[analyzer] Model implied cast around operator new().
ClosedPublic

Authored by NoQ on Dec 14 2017, 11:08 AM.

Details

Summary

C++ overridable operator new() has the following prototype:

void *operator new(size_t size, user-defined arguments...);

The return value is void *. However, before passing it to constructor, we need to make a cast to the respective object pointer type. Hence an implicit cast is present here, which is not represented in the current AST or CFG. Modeling this cast is straightforward though. This is the change i mentioned in D40939.

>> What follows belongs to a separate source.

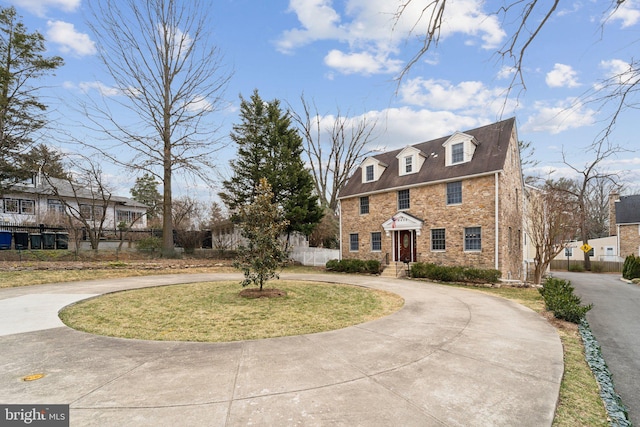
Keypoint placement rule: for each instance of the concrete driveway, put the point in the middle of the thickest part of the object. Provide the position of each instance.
(615, 322)
(449, 357)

I also noticed that evalCast from void * to T * is uncomfortable to use because sometimes it transforms &SymRegion{$x} into &element{T, 0S32b, SymRegion{$x}} even when $x is already of type T *. The form &SymRegion{$x} seems to be the canonical form of this symbolic pointer value in the rest of the analyzer, so i decided to change evalCast to preserve it.

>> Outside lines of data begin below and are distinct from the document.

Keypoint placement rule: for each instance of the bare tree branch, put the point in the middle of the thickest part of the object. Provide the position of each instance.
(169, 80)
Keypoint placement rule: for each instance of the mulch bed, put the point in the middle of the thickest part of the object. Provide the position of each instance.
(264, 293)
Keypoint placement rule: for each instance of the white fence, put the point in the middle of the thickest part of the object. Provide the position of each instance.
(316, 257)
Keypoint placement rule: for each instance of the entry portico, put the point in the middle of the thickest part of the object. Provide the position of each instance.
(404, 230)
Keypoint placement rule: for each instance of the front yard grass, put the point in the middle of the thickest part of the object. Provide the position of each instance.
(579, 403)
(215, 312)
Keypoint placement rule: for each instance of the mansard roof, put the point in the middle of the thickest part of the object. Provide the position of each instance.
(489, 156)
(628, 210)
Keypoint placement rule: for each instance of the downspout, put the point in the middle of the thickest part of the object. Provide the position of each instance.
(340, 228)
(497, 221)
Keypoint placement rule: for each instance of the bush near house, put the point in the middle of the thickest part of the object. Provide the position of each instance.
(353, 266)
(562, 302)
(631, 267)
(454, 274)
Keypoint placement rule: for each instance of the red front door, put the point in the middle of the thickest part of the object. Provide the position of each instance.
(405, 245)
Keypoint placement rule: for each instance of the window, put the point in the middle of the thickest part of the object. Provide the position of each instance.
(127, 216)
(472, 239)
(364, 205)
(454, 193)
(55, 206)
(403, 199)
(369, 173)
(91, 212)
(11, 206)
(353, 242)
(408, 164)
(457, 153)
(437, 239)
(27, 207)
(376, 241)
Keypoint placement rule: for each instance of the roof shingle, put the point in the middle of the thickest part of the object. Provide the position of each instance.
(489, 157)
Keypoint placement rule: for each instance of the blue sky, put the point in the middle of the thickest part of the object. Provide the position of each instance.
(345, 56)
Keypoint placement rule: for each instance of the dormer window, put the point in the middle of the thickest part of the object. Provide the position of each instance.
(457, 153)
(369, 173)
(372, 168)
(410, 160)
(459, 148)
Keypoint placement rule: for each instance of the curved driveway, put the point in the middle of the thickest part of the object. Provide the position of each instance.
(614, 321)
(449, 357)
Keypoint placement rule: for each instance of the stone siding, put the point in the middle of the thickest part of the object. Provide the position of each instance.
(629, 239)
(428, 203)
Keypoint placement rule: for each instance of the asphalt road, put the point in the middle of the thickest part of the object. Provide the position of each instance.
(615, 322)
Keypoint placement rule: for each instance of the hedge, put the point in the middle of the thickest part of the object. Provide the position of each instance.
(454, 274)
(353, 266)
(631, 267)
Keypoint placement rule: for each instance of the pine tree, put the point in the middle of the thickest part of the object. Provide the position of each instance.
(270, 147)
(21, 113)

The problem of how to represent memregion value casts better still stands - it wouldn't add much to the analyzer's quality, but we just keep running into it over and over again.

Diff Detail

Repository
rC Clang
NoQ created this revision.Dec 14 2017, 11:08 AM
NoQ updated this revision to Diff 127202.Dec 15 2017, 4:21 PM

VisitCXXNewExpr is too late. We need to perform cast before calling the constructor. Otherwise bad things happen, for instance performTrivialCopy would construct another void region :)

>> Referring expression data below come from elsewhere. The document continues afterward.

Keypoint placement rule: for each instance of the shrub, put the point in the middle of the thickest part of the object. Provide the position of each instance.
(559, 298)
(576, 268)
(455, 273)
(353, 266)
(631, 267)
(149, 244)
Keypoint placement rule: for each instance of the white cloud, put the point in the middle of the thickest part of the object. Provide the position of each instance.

Move the cast to pushCXXNewAllocatorValue(). This way we perform the cast before putting this-value into our temporary storage (the top of CXXNewAllocatorValueStack, or _this in terms of http://lists.llvm.org/pipermail/cfe-dev/2017-December/056314.html), which seems correct. And this affects all two code paths on which we exit the allocator call - both the conservativeEvalCall path and the processCallExit path (and ideally the future evalCall path).

xazax.hun accepted this revision.Dec 16 2017, 10:14 AM

The code looks good to me. But the best way to verify these kinds of changes to see how the results change on large projects after applying the patch.

This revision is now accepted and ready to land.Dec 16 2017, 10:14 AM
NoQ updated this revision to Diff 127549.Dec 19 2017, 10:29 AM

Rebase.

I also noticed that evalCast from void * to T * is uncomfortable to use because sometimes it transforms &SymRegion{$x} into &element{T, 0S32b, SymRegion{$x}} even when $x is already of type T *. The form &SymRegion{$x} seems to be the canonical form of this symbolic pointer value in the rest of the analyzer, so i decided to change evalCast to preserve it.

Suddenly it turns out that this is not needed anymore. I'm struggling quite a bit to get the casts right, and still failing to identify the actual system we're trying to follow when representing pointer casts. I'd love to get to the bottom of it eventually.

NoQ updated this revision to Diff 129212.Jan 9 2018, 7:32 PM
In D41250#959755, @NoQ wrote:

I also noticed that evalCast from void * to T * is uncomfortable to use because sometimes it transforms &SymRegion{$x} into &element{T, 0S32b, SymRegion{$x}} even when $x is already of type T *. The form &SymRegion{$x} seems to be the canonical form of this symbolic pointer value in the rest of the analyzer, so i decided to change evalCast to preserve it.

Suddenly it turns out that this is not needed anymore. I'm struggling quite a bit to get the casts right, and still failing to identify the actual system we're trying to follow when representing pointer casts. I'd love to get to the bottom of it eventually.

Model the cast only around allocators that were inlined. Additionally, produce array element for array new[] allocator calls. This completely reverts the rather-accidental-than-intended change in behavior in the conservative case which i described above: we no longer get this

&element{T, 0S32b, SymRegion{$x}} even when $x is already of type T *

thing in the conservative case, while still behaving reasonably in the inlined case, without touching any other behavior of the analyzer (i.e. not touching the whole evalCast thing). So i believe this is the right thing to do, at least for this patch.

Eventually it might be better to return &element{T, 0S32b, SymRegion{$x}} where $x is a conjured void pointer - this would express the semantics and the origins of that SVal better. However, we cannot do that, because we cannot conjure a symbol without a void-pointer-type expression, and we don't have the expression that represents the call site for the allocator call.

NoQ updated this revision to Diff 129365.Jan 10 2018, 4:06 PM

Rebase.

Add a FIXME to bring back the cast in the conservative case.

dcoughlin accepted this revision.Jan 12 2018, 4:54 PM

This looks good to me, as well.

This revision was automatically updated to reflect the committed changes.